One of the emphases of El Faro is in historical memory because we’re telling stories that were never told in El Salvador.
El Mozote was told in The New York Times and in The Washington Post. It was never told in an El Salvador newspaper until many years later, because it was simply not possible.
So, El Faro was considered that, as something that would shed light on the darkest hours of El Salvador and that we want to continue shedding light on the dark corners of power that are in position and are in office today.
It’s never been easy to be a journalist in El Salvador, but it has been especially difficult since the last couple of years, because the links between the press and the institutions have been cut off.
President Nayib Bukele won the election in 2019. And then he won a landslide election again, and obtained a supermajority in Congress.
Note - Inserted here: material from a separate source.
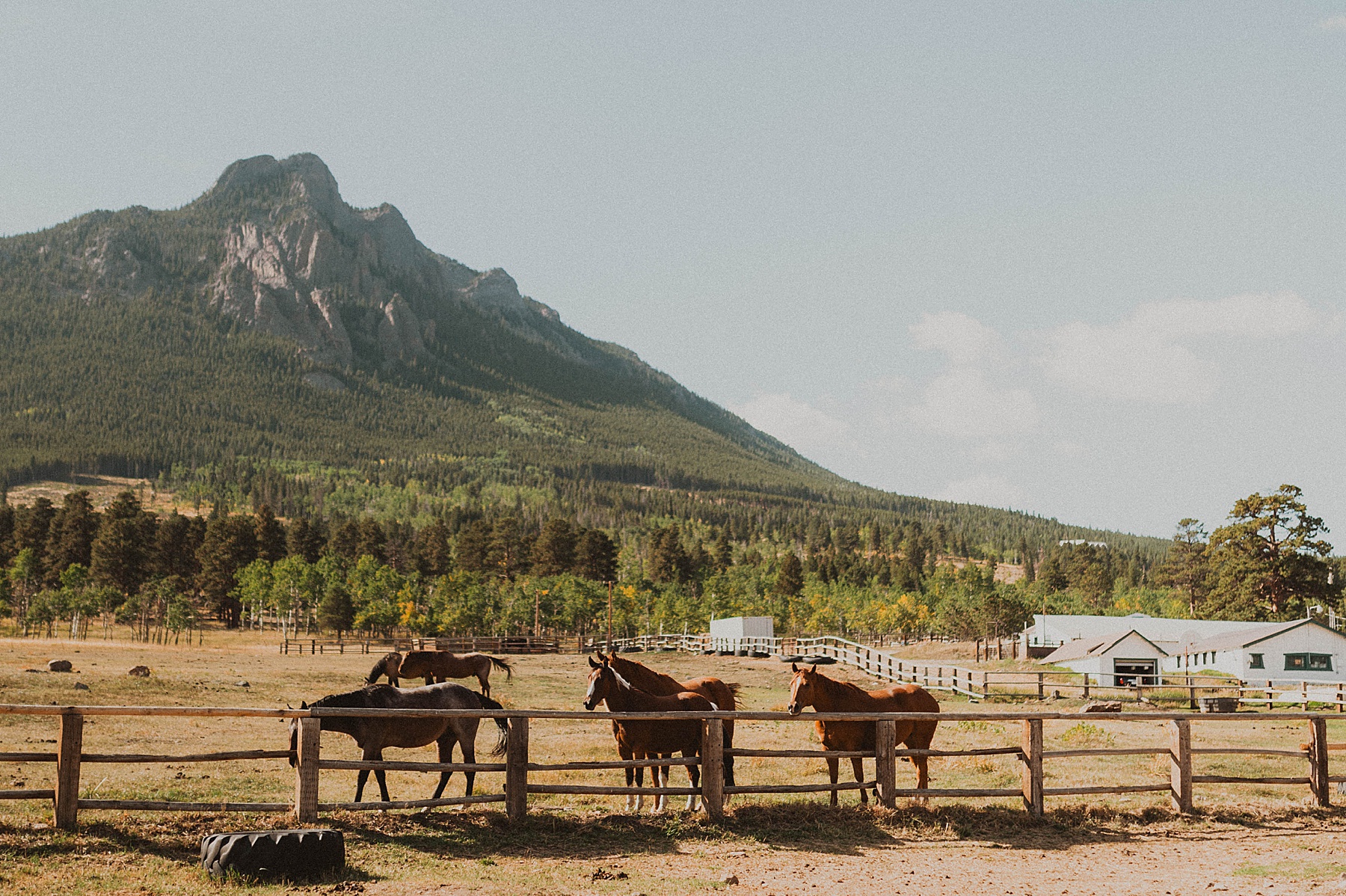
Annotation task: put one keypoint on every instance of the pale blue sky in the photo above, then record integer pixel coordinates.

And things have kind of gone downhill from that. He branded himself the coolest dictator in the world, as if it was something to joke about.
Every power position there is to occupy in the political landscape in El Salvador answers to Bukele now. We’re talking about the police. We’re talking about the Army. We’re talking about the Institute for Transparency. We’re talking about the Supreme Court, all the cabinet.
And the things they cannot control, they attack. And that’s what’s happening with the media. The president accused us directly of laundering money, that El Faro was laundering money.
There have been journalists that have been, have been harassed by crowds. And I have been personally threatened. I have received death threats because of my coverage.
We know that our cell phones are tapped. People have followed us in cars. And it’s not only happening to El Faro, it’s happening to all journalists, all free and independent journalists in El Salvador.
So, it’s really, really challenging to get up and work every day. It affects your daily life. It affects your family, your relationships, the place where you live. It makes you paranoid. I have all these scenarios in my head of what’s going to happen and where will I finally draw the line where I say, O.K., this has happened, makes it impossible for me to keep working as a journalist.
They want us to be afraid. And that’s why it’s important for us to keep doing our work to shed light on those dark corners. And, really, because what is democracy if you don’t have independent media? You cannot have a sound society, a civil society, a democratic society if you do not have independent media working. It’s simply not possible.